Most of us are highly susceptible to flattery because it confirms what we want so badly to believe about ourselves. Flattery serves to firm up that fragile self-image, it’s a bulwark against doubt, it offers hope that others see us in the same positive light as we see ourselves.
Of course not everyone lies at the same level of flattery susceptibility. Depressives, for example, are likely to outright discard flattery since their personality structures are usually built up on the premise that they’re worthless and unlovable. Their internal response is, “You don’t know what you’re talking about.”
At the other extreme are those who are highly susceptible, and this is because their personality structures are built up on what Karen Horney called the idealized self-image. They see themselves as having almost godlike personality traits and abilities. The idealized self-image is a house of cards in that life constantly interferes, it threatens to make the whole thing come tumbling down with its myriad disappointments, embarrassments, and blunders. When flattery does come around those with the idealized self-image greedily take it in without questioning it.
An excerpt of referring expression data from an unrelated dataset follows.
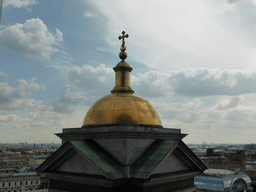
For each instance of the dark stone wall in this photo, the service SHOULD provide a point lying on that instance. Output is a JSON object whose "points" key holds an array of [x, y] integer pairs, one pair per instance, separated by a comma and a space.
{"points": [[127, 185]]}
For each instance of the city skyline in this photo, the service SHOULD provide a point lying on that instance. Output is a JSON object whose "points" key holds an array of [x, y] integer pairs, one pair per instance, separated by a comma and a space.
{"points": [[194, 61]]}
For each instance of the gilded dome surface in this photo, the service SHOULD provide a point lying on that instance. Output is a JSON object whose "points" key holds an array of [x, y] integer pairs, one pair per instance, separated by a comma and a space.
{"points": [[122, 108]]}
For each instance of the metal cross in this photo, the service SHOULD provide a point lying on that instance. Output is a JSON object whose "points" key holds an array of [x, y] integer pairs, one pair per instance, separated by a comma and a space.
{"points": [[123, 42]]}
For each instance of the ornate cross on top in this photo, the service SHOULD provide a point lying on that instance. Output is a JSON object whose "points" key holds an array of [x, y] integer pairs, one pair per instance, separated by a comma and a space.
{"points": [[123, 42]]}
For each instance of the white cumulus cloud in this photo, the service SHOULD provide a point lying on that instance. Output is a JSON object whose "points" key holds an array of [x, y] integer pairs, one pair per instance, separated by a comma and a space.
{"points": [[19, 3], [31, 39], [17, 98], [65, 102]]}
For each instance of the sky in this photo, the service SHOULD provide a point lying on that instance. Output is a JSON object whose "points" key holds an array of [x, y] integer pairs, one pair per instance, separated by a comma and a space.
{"points": [[194, 61]]}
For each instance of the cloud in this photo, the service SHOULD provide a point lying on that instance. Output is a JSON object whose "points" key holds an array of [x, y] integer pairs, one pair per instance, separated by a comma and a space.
{"points": [[17, 98], [199, 83], [157, 84], [19, 3], [180, 34], [237, 115], [227, 104], [10, 118], [151, 84], [88, 14], [96, 80], [67, 100], [193, 104], [31, 39]]}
Most of us lie somewhere in between those two poles. We want others to hold us in high regard, we want to hear we’re doing a good job, we want the confirmation from the external environment that we’re worthwhile and lovable. Flattery of all kinds fits the bill, it lets us feel good, powerful, useful, appreciated, respected, talented.
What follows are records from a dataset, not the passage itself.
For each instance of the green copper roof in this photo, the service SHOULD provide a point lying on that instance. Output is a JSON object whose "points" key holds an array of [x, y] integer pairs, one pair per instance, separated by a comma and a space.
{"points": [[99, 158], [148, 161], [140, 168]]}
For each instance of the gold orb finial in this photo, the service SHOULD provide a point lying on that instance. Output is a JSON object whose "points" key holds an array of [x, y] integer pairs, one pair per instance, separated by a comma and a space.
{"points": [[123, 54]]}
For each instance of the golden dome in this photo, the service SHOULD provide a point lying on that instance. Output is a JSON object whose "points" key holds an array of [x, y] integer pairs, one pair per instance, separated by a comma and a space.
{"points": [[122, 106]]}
But the truth is that most of us don’t go out of our way to flatter others unless we want something from them so why would they go out of their way to flatter us unless they want something from us? Behind the veneer of flattery there’s usually a request of some kind, a request that we don’t even notice because fulfilling it is part and parcel of the desired self-image being cultivated. This is not to say that all flattery has as its true purpose the elicitation of some behavior, just that most does, and raising our awareness around this fact can help us insure that our behavior stays in line with the life path we want for ourselves, not with the machinations of others.